Augusto

Personal information
- Full name: Augusto Pereira Loureiro
- Date of birth: 30 August 1987 (age 37)
- Place of birth: Matosinhos, Portugal
- Height: 1.80 m (5 ft 11 in)
- Position(s): Left-back

Youth career
- 1995–2002: Porto
- 2002–2005: Leixões
- 2005–2006: Infesta

Senior career*
- Years: Team / Apps / (Gls)
- 2006–2009: Infesta / 54 / (1)
- 2009: Beira-Mar
- 2010–2011: Ribeirão / 28 / (1)
- 2011–2013: Moreirense / 32 / (0)
- 2013–2016: Créteil / 63 / (2)
- 2016–2019: Śląsk Wrocław / 51 / (2)
- Total:  / 228 / (6)

= Augusto Loureiro =

Portuguese footballer

Augusto Pereira Loureiro (born 30 August 1987), known simply as Augusto, is a Portuguese former professional footballer who played as a left-back.

==Club career==
Born in Matosinhos, Augusto played youth football for three clubs, including FC Porto from ages 8 to 15. He spent his first five years as a senior in the lower leagues, with F.C. Infesta and G.D. Ribeirão.

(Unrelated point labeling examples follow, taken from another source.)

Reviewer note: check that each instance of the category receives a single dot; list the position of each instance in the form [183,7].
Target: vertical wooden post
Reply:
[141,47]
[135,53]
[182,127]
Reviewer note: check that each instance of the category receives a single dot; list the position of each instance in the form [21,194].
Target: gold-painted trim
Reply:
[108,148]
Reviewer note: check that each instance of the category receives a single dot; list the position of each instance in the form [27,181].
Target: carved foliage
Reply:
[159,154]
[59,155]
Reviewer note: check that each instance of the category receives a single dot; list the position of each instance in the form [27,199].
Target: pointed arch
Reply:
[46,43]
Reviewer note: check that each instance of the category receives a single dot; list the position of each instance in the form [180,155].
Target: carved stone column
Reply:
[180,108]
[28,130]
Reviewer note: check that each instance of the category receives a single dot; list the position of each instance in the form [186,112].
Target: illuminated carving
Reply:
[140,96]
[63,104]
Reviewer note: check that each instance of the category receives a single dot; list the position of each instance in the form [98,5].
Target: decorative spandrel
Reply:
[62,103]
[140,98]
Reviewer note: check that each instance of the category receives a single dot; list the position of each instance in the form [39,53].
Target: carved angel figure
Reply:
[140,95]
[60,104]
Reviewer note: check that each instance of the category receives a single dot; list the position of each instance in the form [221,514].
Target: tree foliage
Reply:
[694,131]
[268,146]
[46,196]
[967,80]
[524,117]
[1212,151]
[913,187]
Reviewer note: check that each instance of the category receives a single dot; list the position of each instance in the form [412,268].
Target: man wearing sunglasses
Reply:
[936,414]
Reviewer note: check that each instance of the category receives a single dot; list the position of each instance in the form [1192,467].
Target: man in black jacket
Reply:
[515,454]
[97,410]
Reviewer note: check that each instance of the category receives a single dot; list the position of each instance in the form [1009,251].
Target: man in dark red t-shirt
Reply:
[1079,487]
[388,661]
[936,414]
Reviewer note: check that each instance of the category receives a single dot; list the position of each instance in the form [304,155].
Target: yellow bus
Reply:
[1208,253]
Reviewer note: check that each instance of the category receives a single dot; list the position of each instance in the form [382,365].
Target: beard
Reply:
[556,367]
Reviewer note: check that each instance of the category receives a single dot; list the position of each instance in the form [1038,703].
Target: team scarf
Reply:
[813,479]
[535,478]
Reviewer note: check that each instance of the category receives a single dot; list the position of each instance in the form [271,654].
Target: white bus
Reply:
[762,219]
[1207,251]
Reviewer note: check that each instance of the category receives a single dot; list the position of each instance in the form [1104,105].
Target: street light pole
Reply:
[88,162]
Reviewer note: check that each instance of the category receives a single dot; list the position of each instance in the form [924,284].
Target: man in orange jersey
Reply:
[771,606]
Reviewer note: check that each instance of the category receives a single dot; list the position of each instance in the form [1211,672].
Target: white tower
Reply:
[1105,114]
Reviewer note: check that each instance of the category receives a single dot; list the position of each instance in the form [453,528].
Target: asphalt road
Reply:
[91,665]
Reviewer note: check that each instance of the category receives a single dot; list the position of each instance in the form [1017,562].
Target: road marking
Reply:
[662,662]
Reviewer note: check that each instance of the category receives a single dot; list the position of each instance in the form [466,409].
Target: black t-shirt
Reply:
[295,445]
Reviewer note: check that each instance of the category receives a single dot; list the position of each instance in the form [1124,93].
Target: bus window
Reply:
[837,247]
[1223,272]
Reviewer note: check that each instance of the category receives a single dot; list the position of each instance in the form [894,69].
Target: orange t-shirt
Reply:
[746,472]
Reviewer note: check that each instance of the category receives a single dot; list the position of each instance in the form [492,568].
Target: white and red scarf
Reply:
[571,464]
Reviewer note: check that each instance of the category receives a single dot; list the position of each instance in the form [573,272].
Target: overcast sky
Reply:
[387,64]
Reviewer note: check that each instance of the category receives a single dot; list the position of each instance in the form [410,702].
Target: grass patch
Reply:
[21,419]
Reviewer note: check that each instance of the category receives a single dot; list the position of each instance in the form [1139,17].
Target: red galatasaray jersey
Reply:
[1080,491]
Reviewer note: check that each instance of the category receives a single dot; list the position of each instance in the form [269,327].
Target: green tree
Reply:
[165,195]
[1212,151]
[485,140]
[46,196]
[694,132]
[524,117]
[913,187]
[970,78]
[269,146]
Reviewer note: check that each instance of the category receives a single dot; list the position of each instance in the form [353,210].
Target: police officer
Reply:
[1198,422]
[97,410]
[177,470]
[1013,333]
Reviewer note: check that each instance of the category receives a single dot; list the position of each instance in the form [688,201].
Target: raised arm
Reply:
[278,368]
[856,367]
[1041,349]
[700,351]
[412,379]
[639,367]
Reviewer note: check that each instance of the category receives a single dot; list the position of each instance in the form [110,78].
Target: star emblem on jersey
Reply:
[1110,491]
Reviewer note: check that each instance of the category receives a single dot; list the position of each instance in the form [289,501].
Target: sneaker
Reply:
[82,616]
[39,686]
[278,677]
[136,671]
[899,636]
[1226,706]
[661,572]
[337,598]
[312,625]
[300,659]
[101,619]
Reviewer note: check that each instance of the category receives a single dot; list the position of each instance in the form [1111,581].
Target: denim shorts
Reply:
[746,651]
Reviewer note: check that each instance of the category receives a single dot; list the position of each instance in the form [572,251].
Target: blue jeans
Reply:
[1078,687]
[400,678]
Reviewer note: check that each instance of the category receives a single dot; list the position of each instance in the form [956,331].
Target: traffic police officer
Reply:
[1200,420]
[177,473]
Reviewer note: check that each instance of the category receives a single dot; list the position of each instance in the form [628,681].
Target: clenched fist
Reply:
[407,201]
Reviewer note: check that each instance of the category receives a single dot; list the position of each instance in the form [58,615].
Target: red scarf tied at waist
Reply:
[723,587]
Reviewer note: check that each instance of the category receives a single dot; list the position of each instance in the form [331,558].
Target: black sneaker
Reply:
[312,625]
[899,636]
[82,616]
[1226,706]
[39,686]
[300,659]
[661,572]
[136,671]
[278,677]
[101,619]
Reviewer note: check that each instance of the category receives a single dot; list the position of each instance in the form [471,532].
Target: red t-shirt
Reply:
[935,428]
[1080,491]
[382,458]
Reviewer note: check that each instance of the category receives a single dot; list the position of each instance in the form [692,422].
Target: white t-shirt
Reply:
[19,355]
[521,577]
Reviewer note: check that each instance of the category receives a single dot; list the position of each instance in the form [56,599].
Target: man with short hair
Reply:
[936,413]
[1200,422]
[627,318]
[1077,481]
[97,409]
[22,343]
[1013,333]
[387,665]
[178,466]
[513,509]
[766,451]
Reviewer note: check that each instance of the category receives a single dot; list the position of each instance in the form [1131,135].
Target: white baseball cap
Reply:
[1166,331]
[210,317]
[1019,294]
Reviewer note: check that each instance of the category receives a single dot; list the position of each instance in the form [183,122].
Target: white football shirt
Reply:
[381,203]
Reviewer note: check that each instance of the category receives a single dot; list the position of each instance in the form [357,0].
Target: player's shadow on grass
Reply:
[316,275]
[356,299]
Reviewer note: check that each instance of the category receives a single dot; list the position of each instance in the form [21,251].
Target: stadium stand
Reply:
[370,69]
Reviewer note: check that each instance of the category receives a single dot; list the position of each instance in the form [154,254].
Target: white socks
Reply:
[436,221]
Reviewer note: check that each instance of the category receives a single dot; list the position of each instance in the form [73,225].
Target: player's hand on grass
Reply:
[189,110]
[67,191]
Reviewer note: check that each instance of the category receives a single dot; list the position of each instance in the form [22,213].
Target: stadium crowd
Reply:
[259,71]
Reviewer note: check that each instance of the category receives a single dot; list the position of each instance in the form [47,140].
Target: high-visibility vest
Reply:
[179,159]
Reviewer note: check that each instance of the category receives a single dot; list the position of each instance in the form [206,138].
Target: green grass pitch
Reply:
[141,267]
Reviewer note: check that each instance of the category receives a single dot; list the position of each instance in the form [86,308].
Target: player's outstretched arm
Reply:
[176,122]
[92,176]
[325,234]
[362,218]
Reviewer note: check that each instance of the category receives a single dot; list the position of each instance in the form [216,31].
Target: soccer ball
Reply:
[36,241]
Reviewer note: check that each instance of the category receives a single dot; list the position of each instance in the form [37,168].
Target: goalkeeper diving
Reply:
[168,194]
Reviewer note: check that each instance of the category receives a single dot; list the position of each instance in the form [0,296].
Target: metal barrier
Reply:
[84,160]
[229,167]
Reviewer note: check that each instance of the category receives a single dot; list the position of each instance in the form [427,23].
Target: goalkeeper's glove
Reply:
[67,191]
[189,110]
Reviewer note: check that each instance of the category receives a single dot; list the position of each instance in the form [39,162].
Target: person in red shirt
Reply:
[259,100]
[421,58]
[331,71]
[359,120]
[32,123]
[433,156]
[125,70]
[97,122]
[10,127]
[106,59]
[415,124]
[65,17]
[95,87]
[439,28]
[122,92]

Augusto signed for Segunda Liga side Moreirense F.C. in the summer of 2011, making his debut in the competition on 8 January 2012 by coming on as a late substitute in a 2–0 home win against C.D. Santa Clara. He played 13 games during the season, helping his team to return to the Primeira Liga as runners-up.

Augusto joined US Créteil-Lusitanos from France in 2013, going on to spend three years in Ligue 2. He moved to the Polish Ekstraklasa with Śląsk Wrocław on 24 June 2016, scoring his only goals in top-flight football in victories over KS Cracovia (3–1, at home) and Miedź Legnica (2–0, away), both in the 2018–19 campaign.